Thanks to reduced electricity prices, discounted raw materials, marketing subsidies, tax breaks and subsidised loans from the State Bank, Chinese manufacturers of photovoltaic modules can sell their products 11 per cent cheaper on the European market. This is a violation of WTO rules on free world trade. This is the conclusion that the EU Commission reached in its nine-month investigation, which was part of the anti-subsidy proceedings against China. The results of the investigations were handed over today to the government in Beijing and to the Chinese companies involved.

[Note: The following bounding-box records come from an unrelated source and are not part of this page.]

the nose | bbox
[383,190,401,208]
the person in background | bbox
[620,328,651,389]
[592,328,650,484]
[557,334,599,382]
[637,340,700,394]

The Commission will, however, take no further steps against Chinese solar imports as a consequence of these results, after having previously reached an agreement on minimum prices for imported modules and an upper limit for total module imports from China. By December, however, the governments of the EU Member States will need to decide whether they want to support the agreement, which is intended to be valid until 2015.
The European industrial initiative EU ProSun sees their accusations confirmed by the findings that were published today. In a press release, EU ProSun President Milan Nitzschke made the following statement about the Commission's results:
"The cheap prices that Chinese suppliers are able to achieve, which threaten German and European jobs, are not the result of technological strength, but are solely the product of Chinese government financing." It is remarkable that Chinese manufacturers are still making a loss, despite the billions in subsidies. But even the losses are cushioned by government loans.
EU ProSun criticises that the findings of the Commission have not been followed by actions. Earlier this month, the Commission stated that it had reached an agreement with China to suspend customs measures and instead to accept voluntary minimum prices for China's solar exports. Nitzschke: "China breaks WTO rules wherever it can, and Mrs Merkel and Mr Barroso just nod."